The most authoritative biography of Abdal-Rahman, written by journalist Feras Kilani, tells us that the future caliph was born in 1976 to a cleric in Mosul, the youngest of his father’s seven children by two wives. Abdal-Rahman completed eighteen months of compulsory military service in Saddam Hussein’s army, before earning a master’s degree in Islamic theology.

From 2003, as anarchy spread in Iraq, Abdal-Rahman appears to have drifted into Ansar ul-Islam, which soon after merged with al-Qaeda. Later, after the death of key al-Qaeda commander, Jordanian Ahmad Fadeel al-Nazal, Abdal-Rahman followed the base into ISIS.

In 2007, Abdal-Rahman’s interrogation records show that he supported lead religious courts in Mosulruling inter alia on kidnappings and ransoms.

Taken prisoner at home in 2008 by the Kurdish peshmerga militia, Abdal-Rahman found himself in prison alongside other IS figures. After Camp Bucca closed in 2009, its former students would become the backbone of ISIS.

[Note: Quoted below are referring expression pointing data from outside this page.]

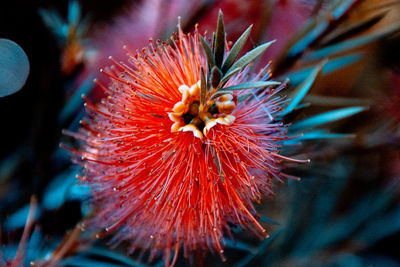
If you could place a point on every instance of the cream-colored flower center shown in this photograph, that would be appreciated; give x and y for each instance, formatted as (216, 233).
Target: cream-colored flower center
(188, 116)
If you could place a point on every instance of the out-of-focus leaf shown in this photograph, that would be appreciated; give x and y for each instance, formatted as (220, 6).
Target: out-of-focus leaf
(114, 256)
(351, 29)
(326, 117)
(333, 65)
(316, 27)
(250, 56)
(331, 101)
(352, 43)
(75, 102)
(18, 218)
(259, 250)
(382, 226)
(300, 92)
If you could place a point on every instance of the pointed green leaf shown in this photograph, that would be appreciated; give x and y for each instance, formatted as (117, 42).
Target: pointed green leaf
(215, 77)
(203, 88)
(250, 56)
(229, 75)
(219, 49)
(302, 89)
(326, 117)
(236, 48)
(207, 50)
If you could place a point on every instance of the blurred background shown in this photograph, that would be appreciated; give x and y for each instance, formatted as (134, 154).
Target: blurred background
(344, 212)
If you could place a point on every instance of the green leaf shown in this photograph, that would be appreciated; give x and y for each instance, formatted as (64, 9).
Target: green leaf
(237, 47)
(303, 88)
(250, 56)
(219, 48)
(352, 43)
(327, 117)
(207, 50)
(203, 87)
(229, 75)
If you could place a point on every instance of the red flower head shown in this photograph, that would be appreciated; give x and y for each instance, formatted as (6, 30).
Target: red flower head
(184, 143)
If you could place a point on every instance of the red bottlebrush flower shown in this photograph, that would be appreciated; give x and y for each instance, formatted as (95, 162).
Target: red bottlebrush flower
(184, 143)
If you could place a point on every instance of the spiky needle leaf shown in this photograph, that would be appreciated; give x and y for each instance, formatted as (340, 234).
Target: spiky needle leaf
(237, 47)
(250, 56)
(219, 47)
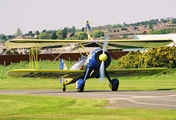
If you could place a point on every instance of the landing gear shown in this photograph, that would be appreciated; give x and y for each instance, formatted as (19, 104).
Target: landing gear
(64, 88)
(80, 85)
(114, 84)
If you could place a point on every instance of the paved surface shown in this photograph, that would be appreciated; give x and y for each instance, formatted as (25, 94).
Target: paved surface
(161, 99)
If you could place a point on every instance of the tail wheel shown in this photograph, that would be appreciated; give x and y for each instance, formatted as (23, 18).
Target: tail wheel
(80, 85)
(115, 84)
(64, 88)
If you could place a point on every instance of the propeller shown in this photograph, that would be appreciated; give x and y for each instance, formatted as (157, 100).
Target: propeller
(103, 57)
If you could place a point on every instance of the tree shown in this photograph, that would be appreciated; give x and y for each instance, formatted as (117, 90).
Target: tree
(72, 30)
(2, 37)
(64, 33)
(44, 35)
(150, 24)
(82, 36)
(18, 32)
(54, 36)
(98, 34)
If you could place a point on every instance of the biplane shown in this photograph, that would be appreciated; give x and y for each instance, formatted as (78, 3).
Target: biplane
(92, 65)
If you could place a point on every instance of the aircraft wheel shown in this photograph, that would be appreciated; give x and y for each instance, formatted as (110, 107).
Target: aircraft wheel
(64, 89)
(80, 85)
(115, 84)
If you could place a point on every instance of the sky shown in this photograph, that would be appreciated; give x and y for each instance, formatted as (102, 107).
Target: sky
(38, 15)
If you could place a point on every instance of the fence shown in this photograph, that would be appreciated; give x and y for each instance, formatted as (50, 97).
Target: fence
(9, 59)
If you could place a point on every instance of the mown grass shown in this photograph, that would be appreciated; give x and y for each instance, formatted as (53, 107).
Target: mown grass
(54, 107)
(30, 107)
(155, 82)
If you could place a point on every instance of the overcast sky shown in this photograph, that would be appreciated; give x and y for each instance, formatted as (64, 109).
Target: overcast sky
(33, 15)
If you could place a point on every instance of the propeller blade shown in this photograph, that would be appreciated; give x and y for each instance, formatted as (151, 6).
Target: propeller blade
(102, 71)
(105, 43)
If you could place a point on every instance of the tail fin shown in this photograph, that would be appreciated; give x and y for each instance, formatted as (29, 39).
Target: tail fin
(63, 65)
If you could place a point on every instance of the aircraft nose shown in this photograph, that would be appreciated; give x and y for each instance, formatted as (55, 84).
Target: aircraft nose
(103, 57)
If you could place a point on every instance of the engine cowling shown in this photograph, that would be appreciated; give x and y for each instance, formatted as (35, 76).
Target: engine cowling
(97, 57)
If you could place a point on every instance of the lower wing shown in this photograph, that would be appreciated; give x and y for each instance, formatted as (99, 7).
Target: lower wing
(135, 72)
(34, 73)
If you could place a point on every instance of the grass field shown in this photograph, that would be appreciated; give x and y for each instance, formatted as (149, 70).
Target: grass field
(25, 107)
(54, 107)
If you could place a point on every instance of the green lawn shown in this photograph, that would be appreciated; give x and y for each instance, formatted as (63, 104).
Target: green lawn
(28, 107)
(15, 107)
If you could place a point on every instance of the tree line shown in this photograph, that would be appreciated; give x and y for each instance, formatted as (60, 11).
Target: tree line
(80, 34)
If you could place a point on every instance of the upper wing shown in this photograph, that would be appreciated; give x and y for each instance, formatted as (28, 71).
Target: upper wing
(117, 44)
(45, 73)
(135, 72)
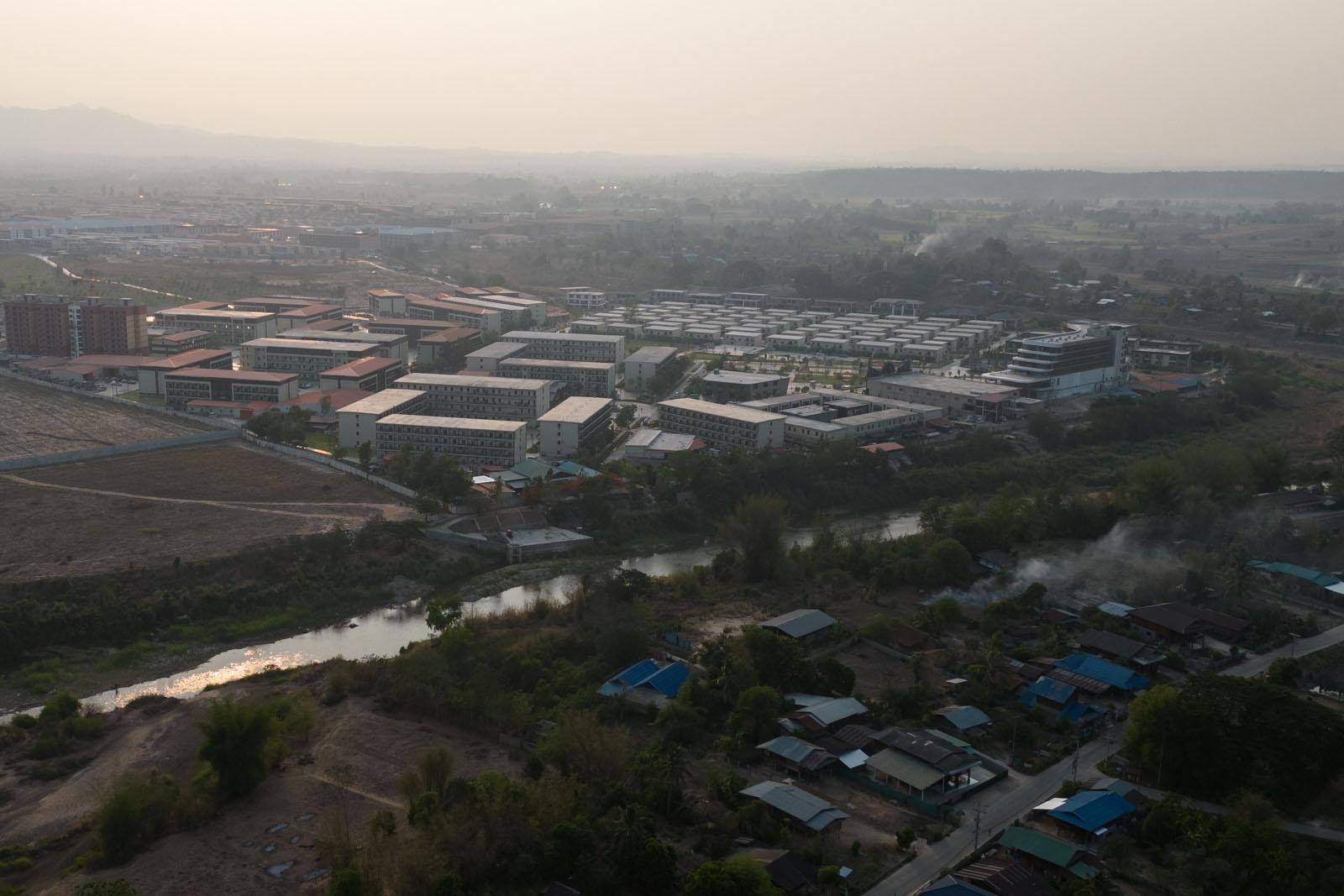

Little about Abdal-Rahman’s life is documented thereafter. For a time, he was responsible for establishing a training institute for religious judges and clergy at al-Imam al-Adham College in Mosul. It is alleged in some accounts that he provided religious legitimacy for the killing of Yazidis and the capture of Yazidi women as slaves, after the fall of Sinjar in 2014.

Extremism, it should have been clear, thrived in conditions where governmental and social structures were destroyed by violence. Washington, however, was not listening.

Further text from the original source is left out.